The inference must be, of course, that had Lt-Col Thorneloe and his driver been riding in a Mastiff, they would still be alive today. No one yet has been killed in a Mastiff, even though it is covering the same territory as the other vehicles in theatre and taking many hits.

There is, of course, the mobility issue, with the Viking able to traverse terrain that is not accessible to the Mastiff, although it seems unlikely that a supply route could have been particularly challenging. And in any case, we have addressed this issue. If there is a mobility problem with the Mastiff, put half tracks on it.

Furthermore, someone in authority needs to ask of Force Protection if the Ridgeback or Cheetah can be turned into a fully-tracked vehicle.
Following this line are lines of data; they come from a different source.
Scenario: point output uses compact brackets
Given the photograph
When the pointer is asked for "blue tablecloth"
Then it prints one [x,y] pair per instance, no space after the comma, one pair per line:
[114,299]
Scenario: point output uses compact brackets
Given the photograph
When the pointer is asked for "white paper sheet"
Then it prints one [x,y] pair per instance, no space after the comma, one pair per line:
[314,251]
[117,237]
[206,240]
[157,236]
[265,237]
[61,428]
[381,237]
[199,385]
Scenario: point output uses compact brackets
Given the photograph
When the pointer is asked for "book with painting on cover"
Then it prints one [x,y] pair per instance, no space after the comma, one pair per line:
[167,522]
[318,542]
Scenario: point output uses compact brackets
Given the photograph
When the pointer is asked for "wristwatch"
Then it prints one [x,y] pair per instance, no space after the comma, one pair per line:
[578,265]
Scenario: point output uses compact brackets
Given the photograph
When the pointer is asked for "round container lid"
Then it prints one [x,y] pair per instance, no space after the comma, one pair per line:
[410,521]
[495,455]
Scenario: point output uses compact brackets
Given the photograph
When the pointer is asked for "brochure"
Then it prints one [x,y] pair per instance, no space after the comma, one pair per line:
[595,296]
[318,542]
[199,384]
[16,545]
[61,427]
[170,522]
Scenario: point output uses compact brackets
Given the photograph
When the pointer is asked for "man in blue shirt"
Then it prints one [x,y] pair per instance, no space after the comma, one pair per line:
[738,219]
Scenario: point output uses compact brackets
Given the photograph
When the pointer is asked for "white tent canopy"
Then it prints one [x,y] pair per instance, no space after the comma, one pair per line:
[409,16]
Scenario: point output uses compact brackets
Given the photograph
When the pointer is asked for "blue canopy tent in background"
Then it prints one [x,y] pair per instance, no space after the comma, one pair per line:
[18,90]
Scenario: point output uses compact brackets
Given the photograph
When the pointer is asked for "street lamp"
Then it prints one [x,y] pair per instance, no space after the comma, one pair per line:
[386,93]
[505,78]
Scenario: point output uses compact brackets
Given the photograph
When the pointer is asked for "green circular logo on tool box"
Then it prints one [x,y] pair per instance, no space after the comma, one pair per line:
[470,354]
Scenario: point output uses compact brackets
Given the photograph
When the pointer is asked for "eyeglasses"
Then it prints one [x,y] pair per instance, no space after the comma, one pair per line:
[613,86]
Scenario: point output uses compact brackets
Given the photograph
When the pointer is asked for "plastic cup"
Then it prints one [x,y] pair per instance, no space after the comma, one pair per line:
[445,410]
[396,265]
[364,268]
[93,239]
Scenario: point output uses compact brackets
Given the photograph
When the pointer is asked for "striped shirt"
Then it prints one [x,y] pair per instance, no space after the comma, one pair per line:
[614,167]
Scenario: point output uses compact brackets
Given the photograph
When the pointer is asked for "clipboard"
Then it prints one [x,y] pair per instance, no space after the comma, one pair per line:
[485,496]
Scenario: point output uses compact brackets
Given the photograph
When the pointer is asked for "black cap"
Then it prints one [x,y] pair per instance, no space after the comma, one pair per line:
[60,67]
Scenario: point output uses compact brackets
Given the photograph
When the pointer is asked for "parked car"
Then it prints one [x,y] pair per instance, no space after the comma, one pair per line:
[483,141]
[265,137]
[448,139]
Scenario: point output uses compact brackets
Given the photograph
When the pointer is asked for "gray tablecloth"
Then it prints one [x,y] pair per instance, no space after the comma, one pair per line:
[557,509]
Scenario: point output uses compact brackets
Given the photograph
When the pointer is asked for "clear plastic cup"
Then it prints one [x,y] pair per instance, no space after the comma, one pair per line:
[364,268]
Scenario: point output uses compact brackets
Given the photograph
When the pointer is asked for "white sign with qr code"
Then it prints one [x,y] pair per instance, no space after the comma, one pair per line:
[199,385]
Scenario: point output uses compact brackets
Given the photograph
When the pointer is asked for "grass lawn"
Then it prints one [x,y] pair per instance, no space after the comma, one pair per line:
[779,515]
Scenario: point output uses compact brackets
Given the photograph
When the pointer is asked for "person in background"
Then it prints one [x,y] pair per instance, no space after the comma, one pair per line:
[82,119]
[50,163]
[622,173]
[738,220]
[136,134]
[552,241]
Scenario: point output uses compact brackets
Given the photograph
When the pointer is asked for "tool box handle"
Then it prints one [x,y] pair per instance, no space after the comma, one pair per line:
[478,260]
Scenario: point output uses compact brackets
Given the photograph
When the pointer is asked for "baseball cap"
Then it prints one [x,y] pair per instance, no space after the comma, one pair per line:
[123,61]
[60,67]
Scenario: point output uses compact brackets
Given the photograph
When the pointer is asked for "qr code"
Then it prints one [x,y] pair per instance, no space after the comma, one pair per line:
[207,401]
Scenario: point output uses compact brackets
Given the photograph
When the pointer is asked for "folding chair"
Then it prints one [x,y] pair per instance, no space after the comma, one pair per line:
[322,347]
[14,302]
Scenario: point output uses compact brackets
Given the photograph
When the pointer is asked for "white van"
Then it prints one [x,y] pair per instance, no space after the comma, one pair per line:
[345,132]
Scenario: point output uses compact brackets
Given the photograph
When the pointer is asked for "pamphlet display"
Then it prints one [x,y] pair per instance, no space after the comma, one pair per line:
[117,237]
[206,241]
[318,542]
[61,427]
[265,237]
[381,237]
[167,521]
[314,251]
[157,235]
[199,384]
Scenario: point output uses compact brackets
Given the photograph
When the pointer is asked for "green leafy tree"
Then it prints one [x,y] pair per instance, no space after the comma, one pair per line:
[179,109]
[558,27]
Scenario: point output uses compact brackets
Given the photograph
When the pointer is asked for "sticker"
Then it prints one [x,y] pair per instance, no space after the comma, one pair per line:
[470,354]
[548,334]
If the Germans could do it with the Opel Blitz in 1942, there cannot be any insuperable technical problems in 2009.

Another aspect of "mobility" however, is weight, especially relevant in the Thorneloe incident, where canal crossings were being used. Against the 12 tons well-distributed weight of the Viking, the 23 tons of the Mastiff undoubtedly causes severe strain on the primitive road system and very often exceeds the load-carrying capabilities of rural bridges.

As an alternative, there is the Ridgeback, nine tons lighter than the Mastiff 2, which is now in theatre. Not only that, sitting in South Carolina at the Force Protection plant are 50 unused Cheetahs which at 11 tons, come out at roughly the same weight as the Viking yet confer the same degree of protection as the Cougar, on whuch the Mastiff is based.

Here, we also need to look at the bigger picture. In the crossing of the Rhine in 1945, within 24 hours of the initial assault, the Allies had 36 crossing points established. Assault bridging is a speciality of the British Army and there is also that miracle of British engineering, the Bailey Bridge - or its modern equivalent.

We have long argued that the engineering component of the British forces needs substantially to be enhanced. Not least, locals also find difficulties with access, getting farm machinery and commercial trucks across canals. The "hearts and minds" aspect of such engineering works cannot be overstated, to say nothing of the tactical flexibility afforded.

Looking more specifically at the incident in question, there is also the question of why Thorneloe was taking a high-risk journey in a ground vehicle. A tactical commander might be better served by a helicopter or a STOL aircraft, such as a Pilatus Porter.

Then, having chosen a ground vehicle, one has to ask why a supply route was not cleared and then – whether or not it had been – why it was not under continuous video surveillance (by UAVs or ground assets) to prevent the Taleban bomb emplacers doing their deadly work. Given Coghlan's experience, and the fact that the IED is now the Taleban's weapon of choice, it could hardly have come as a surprise that this incident occurred.

As in life, there are always plenty of reasons one can find for not doing things and excuses there are a plenty when things go wrong. These we see in quantity in this man's Army, but the excuses are wearing extremely thin. It is time to get this problem sorted.